CC-150 Polaris - no crew numbers mentioned

Thanks in advance.


----------



## Zoomie (2 Jan 2005)

Cameron Kessler said:
			
		

> CC-138 Twin Otter - Zero
> CP-140A Arcturus -   Zero - this aircraft is being retired under AIMP
> CC-115 Buffalo -  One
> CH-149 Cormorant -  Zero
> ...



Only the Sea-thing, Aurora, Herc, Buff and Gonzo have Air Navs.


----------



## Sam69 (2 Jan 2005)

Correct me if I am wrong - but isn't the CC-150 "T" supposed to carry a nav for the in-flight refuelling mission?

Sam


----------



## aesop081 (3 Jan 2005)

Sam69 said:
			
		

> Correct me if I am wrong - but isn't the CC-150 "T" supposed to carry a nav for the in-flight refuelling mission?
> 
> Sam



I beleive that you are correct, i remember reading this somewhere.

Inch,

CT-142s do not have navigators in the crew as per say, but i am assuming you knew this.

Kameron,

Loadmasters are on CC-130s for both the SAR and transport missions,
CC-138 twin Otter has 2 pilots and a tech crewman,
CH-149 Cormorant has 2 pilots, flight engineer plus SAR techs 
CC-150 is 2 pilots plus either a loadmaster ( cargo missions) or cabin service crew (passengers)


----------



## cpl-cam (3 Jan 2005)

Thanks, sounds like lots of different options for hopeful air navs like me.


----------



## Inch (3 Jan 2005)

aesop081 said:
			
		

> Inch,
> 
> CT-142s do not have navigators in the crew as per say, but i am assuming you knew this.

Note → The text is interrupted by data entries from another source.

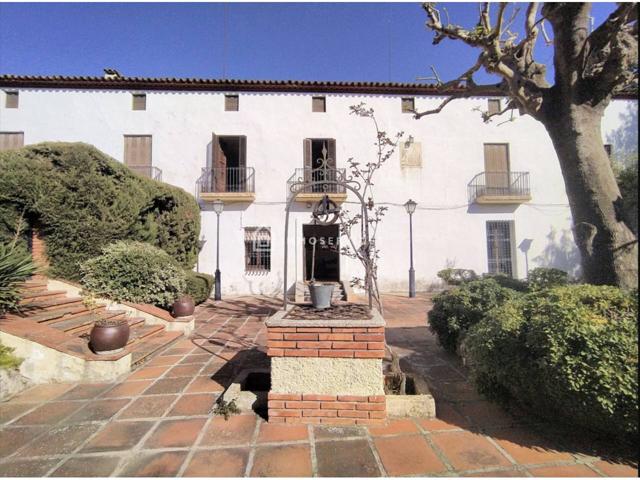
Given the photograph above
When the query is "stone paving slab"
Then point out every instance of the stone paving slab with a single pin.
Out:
(156, 421)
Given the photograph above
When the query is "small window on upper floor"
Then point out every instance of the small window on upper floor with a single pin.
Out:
(231, 103)
(408, 105)
(139, 101)
(493, 106)
(11, 100)
(319, 104)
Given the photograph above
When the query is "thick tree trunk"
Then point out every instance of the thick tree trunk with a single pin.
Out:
(608, 248)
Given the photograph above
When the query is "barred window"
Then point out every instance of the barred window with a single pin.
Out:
(257, 249)
(499, 247)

I says pardon? You mean Zoomie right?


----------



## aesop081 (3 Jan 2005)

Inch said:
			
		

> I says pardon? You mean Zoomie right?



Inch, zoomie, bograt.......same thing !!


----------



## Bograt (3 Jan 2005)

aesop081 said:
			
		

> Inch, zoomie, bograt.......same thing !!



Somehow this tune from my ol Sesame Street Days came back to me....
"One of these things is not like the other, one of these just don't belong....."


----------



## Zoomie (3 Jan 2005)

Ahem, this is Zoomie typing now...

Sam - I never heard that about the new tanker Polaris - but it makes sense.   Where will they sit - have you seen the flight deck on those planes?

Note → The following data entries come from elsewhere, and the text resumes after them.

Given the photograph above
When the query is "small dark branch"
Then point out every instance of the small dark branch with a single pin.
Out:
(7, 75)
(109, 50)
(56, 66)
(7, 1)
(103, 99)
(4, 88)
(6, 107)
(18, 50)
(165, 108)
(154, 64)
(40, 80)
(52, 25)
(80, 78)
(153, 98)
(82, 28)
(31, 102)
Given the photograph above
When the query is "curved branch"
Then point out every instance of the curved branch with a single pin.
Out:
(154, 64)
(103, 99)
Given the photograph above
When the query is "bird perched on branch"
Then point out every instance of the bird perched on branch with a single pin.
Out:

Aesop - I know the Gonzo doesn't carry an Air Nav as part of its complement, only students and their instructors.  I think having a CP-142 would be a nice posting - low level coastal crawl in a Dash-8 - just like what I do in the Buff but with a more up to date flight deck.


----------



## aesop081 (3 Jan 2005)

Zoomie said:
			
		

> Aesop - I know the Gonzo doesn't carry an Air Nav as part of its complement, only students and their instructors.   I think having a CP-142 would be a nice posting - low level coastal crawl in a Dash-8 - just like what I do in the Buff but with a more up to date flight deck.



Yeah, i figured you did but other people might not so i decided to point it out.  The dash-8 would make a good maritime patrol plane, sorta like when we used to have the tracker.  No big enough to handle ASW but good for short range survailance.  The APS-504 is a good radar and the comms system isn't bad at all.  We have a good time on our flights with the system, lots of room for an MPA adaptation.


----------



## Sam69 (3 Jan 2005)

Zoomie said:
			
		

> Sam - I never heard that about the new tanker Polaris - but it makes sense.   Where will they sit - have you seen the flight deck on those planes?



I remember seeing a slide from a ppt presentation that had a gucci computer generated image of a "workstation" that they were going to add in to the cabin of the aircraft. IIRC (and my memory is weak on this one), I think the station was "modularized" in that it could be removed when the aircraft was not being used in the A2A Tanker mode. But maybe that was an option... I don't remember.


----------